I got a cup of thin chicken soup that was mostly broth with just a few noodles floating in it. It was absolutely perfect and the best chicken soup I have ever eaten in my life! I sat down on a stump to rest my legs a bit while I enjoyed it, then had my pack filled and grabbed a potato for the road.

The first couple of miles back from the turnaround are pretty much a constant climb. It's relatively gradual, but I had determined that, for me, it made sense to just walk it as quickly as possible rather than wear myself out trying to run it - actually Luana's plan I'd heard her explain earlier, and it sounded good to me.

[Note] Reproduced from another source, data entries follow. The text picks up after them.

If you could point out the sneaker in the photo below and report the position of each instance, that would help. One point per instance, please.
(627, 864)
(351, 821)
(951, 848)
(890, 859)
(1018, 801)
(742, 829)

Shortly after leaving the aid station I passed Luana and Randy heading in. Had congrats for both and a high-five for Randy. He would drop at the aid station, but had made a heck of a gutsy effort. His training had fallen apart over the summer and he'd started coming down with a chest cold the week of the race. Even covering the course one-way took guts and stubbornness!

Walking proved to be a good strategy - at least in the short term. One guy passed me, attacking this climb on the run, and then I caught him at the top, totally winded, and passed him back. Turns out he recovered well and soon passed me again though.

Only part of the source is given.